Si le refrain reste le même, l'air change avec chaque interprète. Pour Henri Poulaille, militant déçu de la littérature prolétarienne, un écrivain authentique doit fidélité à sa classe sociale. Le Molière des manuels scolaires n'est donc qu'un tartuffe, un "directeur de théâtre -qui- avait sur ses compagnons l'avantage de pouvoir se parer du titre de patron", un "vagabond -qui- devient tout à coup le préposé aux plaisirs du roi". Le grand tragédien, Corneille, allié au directeur de troupe, Molière, c'est le mariage d'intérêt entre l'aristocratie désargentée et la petite-bourgeoisie carriériste, conclu aux dépens des acteurs-ouvriers.

Hippolyte Wouters, lui, voit l'entreprise Corneille-Molière d'un œil plus libéral, et "Poquelin" comme une raison sociale derrière laquelle s'activent des auteurs pour satisfaire des commandes royales, sur le modèle de Psyché.Dans son essai, véritable plaidoyer pro Cornelio, le rusé Corneille devient un vrai génie polyvalent... à la Shakespeare.

Hippolyte Wouters et d'autres pensaient déjà trouver dans les statistiques lexicales une "autorité" pour soutenir cette thèse. Sans succès... jusqu'à ce jour.

Dominique Labbé est en effet catégorique : il est certain "à 99,9 %", nous affirmait-il lors d'un entretien en décembre 2002, que "c'est la même main qui a écrit Le Menteur de Corneille et certaines pièces de Molière". Pourquoi la parenté lexicale de ces œuvres lui inspire-t-elle cette substitution d'auteurs ? Jusqu'alors, les chercheurs en statistiques lexicales savaient que les écarts et les proximités de vocabulaire mesurés globalement entre les textes varient en fonction de l'auteur, de l'époque, du thème traité et du genre de l'œuvre. Doser correctement ces paramètres au cours des analyses informatiques peut devenir un vrai casse-tête.

Mais Dominique Labbé affirme avoir mis au point une formule de calcul révolutionnaire sur le vocabulaire, dite de "distance intertextuelle": associée à un certain traitement du lexique, elle permettrait de distinguer, parmi tous ces facteurs, le rôle de l'auteur. Sa grande force serait d'avoir été éprouvée sur plusieurs milliers de textes différents. Selon leur expérience, quand l'indice de cette "distance intertextuelle", qui peut varier de 0 à 1, passe en dessous de 0,2, les deux textes comparés sont du même auteur. C'est le seuil absolu de reconnaissance du style.

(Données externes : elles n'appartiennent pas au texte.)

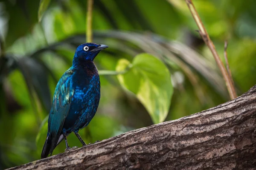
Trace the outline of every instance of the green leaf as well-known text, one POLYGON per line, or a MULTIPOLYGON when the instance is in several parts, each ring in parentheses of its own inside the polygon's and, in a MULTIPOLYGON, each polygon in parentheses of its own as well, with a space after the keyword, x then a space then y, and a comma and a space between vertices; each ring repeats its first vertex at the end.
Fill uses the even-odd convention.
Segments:
POLYGON ((40 0, 39 9, 38 9, 38 21, 41 22, 44 12, 47 9, 51 0, 40 0))
MULTIPOLYGON (((121 59, 116 70, 125 70, 131 64, 128 60, 121 59)), ((168 69, 161 61, 145 53, 137 55, 132 64, 126 73, 117 76, 120 83, 136 95, 154 123, 163 122, 173 92, 168 69)))

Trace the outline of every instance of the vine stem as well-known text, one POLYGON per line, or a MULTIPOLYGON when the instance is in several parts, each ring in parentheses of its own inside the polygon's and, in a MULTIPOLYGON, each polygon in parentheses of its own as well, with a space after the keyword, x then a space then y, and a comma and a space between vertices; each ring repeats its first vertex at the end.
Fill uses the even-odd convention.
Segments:
POLYGON ((88 0, 87 1, 87 21, 86 26, 86 41, 87 42, 91 42, 93 41, 92 18, 93 16, 93 0, 88 0))
POLYGON ((229 76, 228 72, 224 66, 223 62, 221 60, 217 52, 216 49, 215 48, 215 46, 211 40, 204 26, 200 19, 198 14, 193 4, 192 0, 185 0, 189 8, 189 10, 191 12, 193 17, 195 19, 195 20, 199 28, 198 32, 199 32, 200 35, 203 38, 203 40, 204 40, 205 44, 208 46, 211 51, 211 52, 212 54, 213 57, 215 59, 215 61, 216 61, 216 62, 217 62, 218 66, 222 74, 223 78, 226 82, 226 85, 227 86, 230 98, 231 99, 234 99, 236 98, 237 97, 237 95, 236 92, 232 78, 229 76))

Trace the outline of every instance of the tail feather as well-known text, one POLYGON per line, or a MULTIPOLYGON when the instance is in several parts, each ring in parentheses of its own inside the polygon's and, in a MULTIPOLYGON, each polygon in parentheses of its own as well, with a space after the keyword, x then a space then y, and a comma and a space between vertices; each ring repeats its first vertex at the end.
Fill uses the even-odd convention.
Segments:
MULTIPOLYGON (((42 153, 41 154, 41 159, 46 158, 51 150, 51 147, 52 147, 52 140, 50 139, 50 136, 49 133, 47 135, 46 140, 44 142, 44 147, 43 147, 43 150, 42 151, 42 153)), ((51 155, 52 153, 51 153, 51 155)))

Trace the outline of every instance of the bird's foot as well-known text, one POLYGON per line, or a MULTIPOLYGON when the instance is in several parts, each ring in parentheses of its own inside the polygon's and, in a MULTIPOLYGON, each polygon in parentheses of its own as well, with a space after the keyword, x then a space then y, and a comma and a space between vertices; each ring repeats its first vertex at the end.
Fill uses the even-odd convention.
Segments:
POLYGON ((75 150, 75 149, 78 149, 78 147, 77 146, 73 146, 71 148, 71 149, 72 150, 75 150))
POLYGON ((83 145, 83 146, 82 146, 83 147, 84 146, 87 146, 87 144, 86 144, 85 143, 82 144, 82 145, 83 145))
POLYGON ((65 152, 68 152, 70 150, 75 150, 75 149, 76 149, 78 148, 78 147, 77 146, 74 146, 73 147, 67 147, 66 149, 65 150, 65 152))

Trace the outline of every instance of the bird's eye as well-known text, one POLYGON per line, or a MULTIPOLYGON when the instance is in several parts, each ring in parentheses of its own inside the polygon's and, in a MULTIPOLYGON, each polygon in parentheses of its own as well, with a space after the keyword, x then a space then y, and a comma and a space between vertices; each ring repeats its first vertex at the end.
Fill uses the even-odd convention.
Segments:
POLYGON ((89 50, 89 47, 88 46, 84 46, 84 50, 85 51, 87 51, 88 50, 89 50))

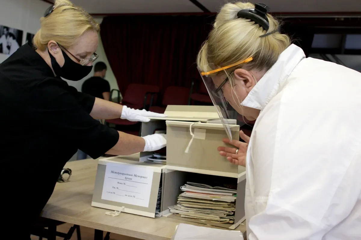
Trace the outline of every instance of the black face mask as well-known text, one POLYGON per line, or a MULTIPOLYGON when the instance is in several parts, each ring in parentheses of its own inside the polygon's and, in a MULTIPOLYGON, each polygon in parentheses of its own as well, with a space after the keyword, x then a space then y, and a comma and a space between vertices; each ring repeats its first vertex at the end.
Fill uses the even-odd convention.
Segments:
POLYGON ((79 81, 86 77, 91 71, 93 66, 83 66, 71 60, 62 49, 61 50, 64 57, 64 65, 61 67, 55 58, 48 49, 51 61, 51 66, 56 76, 68 80, 79 81))

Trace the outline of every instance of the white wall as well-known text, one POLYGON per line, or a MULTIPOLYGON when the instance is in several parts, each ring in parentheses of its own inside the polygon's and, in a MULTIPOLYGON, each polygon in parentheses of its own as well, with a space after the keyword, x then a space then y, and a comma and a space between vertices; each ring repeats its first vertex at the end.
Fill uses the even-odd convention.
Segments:
MULTIPOLYGON (((22 30, 23 44, 25 43, 26 33, 35 34, 40 28, 40 18, 50 6, 49 3, 40 0, 0 0, 0 25, 22 30)), ((96 19, 99 23, 102 18, 96 19)), ((118 83, 106 58, 103 45, 99 36, 99 43, 97 49, 99 57, 96 62, 104 62, 108 67, 106 79, 109 82, 110 89, 119 90, 118 83)), ((0 54, 0 63, 8 57, 7 55, 0 54)), ((69 85, 81 91, 81 86, 85 79, 93 76, 93 71, 84 79, 76 82, 66 80, 69 85)), ((115 96, 115 94, 114 95, 115 96)))
MULTIPOLYGON (((39 19, 50 4, 40 0, 0 0, 0 25, 23 31, 23 44, 26 33, 35 34, 40 28, 39 19)), ((0 54, 0 63, 8 56, 0 54)))

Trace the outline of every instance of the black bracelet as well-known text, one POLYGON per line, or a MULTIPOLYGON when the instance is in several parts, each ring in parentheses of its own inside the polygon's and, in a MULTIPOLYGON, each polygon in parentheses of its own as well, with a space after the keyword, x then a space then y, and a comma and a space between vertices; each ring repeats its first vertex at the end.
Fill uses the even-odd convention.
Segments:
POLYGON ((71 175, 71 169, 70 168, 63 168, 61 170, 60 175, 58 178, 58 182, 66 182, 69 181, 70 177, 71 175), (69 174, 69 176, 67 177, 64 177, 64 174, 69 174))

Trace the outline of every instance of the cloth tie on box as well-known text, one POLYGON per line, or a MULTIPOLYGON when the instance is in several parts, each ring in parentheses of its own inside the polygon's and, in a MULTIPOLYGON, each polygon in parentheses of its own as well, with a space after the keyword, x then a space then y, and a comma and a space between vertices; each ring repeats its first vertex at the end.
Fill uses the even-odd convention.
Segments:
POLYGON ((193 123, 189 126, 189 131, 191 133, 191 135, 192 136, 192 138, 188 143, 188 146, 187 146, 187 148, 186 148, 186 150, 184 151, 186 153, 188 153, 188 152, 189 151, 189 148, 191 147, 191 145, 192 145, 192 142, 193 141, 193 139, 194 138, 194 134, 192 132, 192 127, 193 125, 196 124, 197 123, 201 123, 201 122, 193 123))
POLYGON ((110 215, 112 217, 117 217, 120 214, 120 213, 122 212, 122 210, 124 209, 124 206, 123 206, 121 208, 120 210, 119 211, 114 211, 114 212, 105 212, 106 215, 110 215))

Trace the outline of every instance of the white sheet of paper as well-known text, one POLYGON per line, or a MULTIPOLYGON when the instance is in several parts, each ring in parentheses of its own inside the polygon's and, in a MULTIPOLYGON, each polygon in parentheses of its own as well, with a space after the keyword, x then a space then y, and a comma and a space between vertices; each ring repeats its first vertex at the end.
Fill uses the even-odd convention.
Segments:
POLYGON ((148 168, 108 163, 101 199, 148 207, 153 178, 148 168))
POLYGON ((195 128, 194 138, 196 139, 201 139, 202 140, 205 139, 206 130, 202 128, 195 128))
POLYGON ((243 240, 240 231, 222 230, 180 223, 171 240, 243 240))

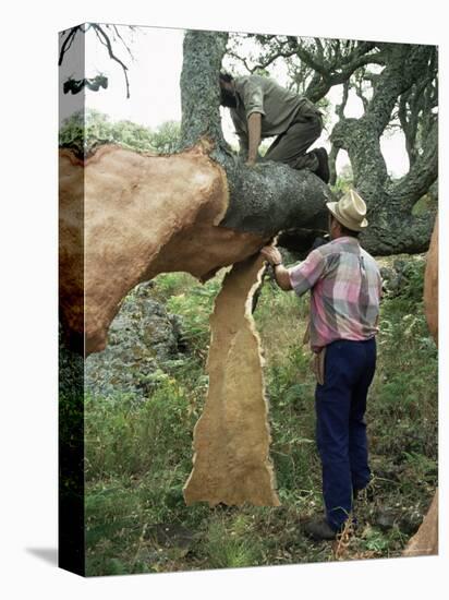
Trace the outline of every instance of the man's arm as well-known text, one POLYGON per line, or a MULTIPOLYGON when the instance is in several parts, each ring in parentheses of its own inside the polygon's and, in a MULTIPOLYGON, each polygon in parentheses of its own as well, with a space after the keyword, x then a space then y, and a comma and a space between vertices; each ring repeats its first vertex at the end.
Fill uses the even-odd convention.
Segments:
POLYGON ((282 255, 279 250, 272 245, 266 245, 260 250, 260 254, 272 266, 278 286, 284 291, 293 289, 290 283, 289 271, 282 264, 282 255))
POLYGON ((257 151, 260 145, 262 133, 262 115, 260 112, 252 112, 247 119, 247 132, 248 132, 248 153, 246 165, 252 167, 256 163, 257 151))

M. Labbé rêve ainsi dans son récent essai, Corneille dans l'ombre de Molière (éd. Impressions nouvelles), d'identifier l'"empreinte digitale" laissée par un auteur dans son œuvre : image utilisée avant lui par le professeur américain Joseph Rudman, qui parle aussi de "séquence d'ADN". Devenue recherche en paternité, l'attribution d'auteur est en passe de devenir un thriller dont le scénario inspire certains chercheurs en statistiques lexicales versés dans la criminologie ou sollicités dans les affaires médiatiques.

Par ses conclusions, Dominique Labbé a donc échauffé les esprits dans toutes les disciplines concernées par ses travaux : la littérature, les mathématiques appliquées et la statistique lexicale. L'une des critiques les plus sévères émane du professeur Jean-Pierre Barthélémy, l'un des inventeurs de l'analyse arborée, un outil de mathématiques appliquées repris par MM. Labbé dans leurs travaux : ce mathématicien de renommée internationale se dit "atterré par ces errements méthodologiques et épistémologiques. Cette utilisation des méthodes que j'ai contribué à mettre au point est un non-sens. On ne peut pas faire passer pour des statistiques inférentielles, avec lesquelles on peut éprouver des hypothèses, des statistiques descriptives, d'abord destinées à faire réfléchir des spécialistes".

Selon lui, l'empirisme des Labbé permet seulement de suggérer des hypothèses, et non d'apporter de"quelconques preuves". Et ce d'autant que cet empirisme pose problème : bien qu'ils affirment avoir testé leur indice sur plusieurs milliers de textes de toute origine, les Labbé n'ont comparé les œuvres de Molière et Corneille qu'avec celle de Racine. Aucune autre pièce du XVIIsiècle n'a été examinée pour replacer les résultats dans une série pertinente, bien que Dominique Labbé se soit dit prêt à le faire.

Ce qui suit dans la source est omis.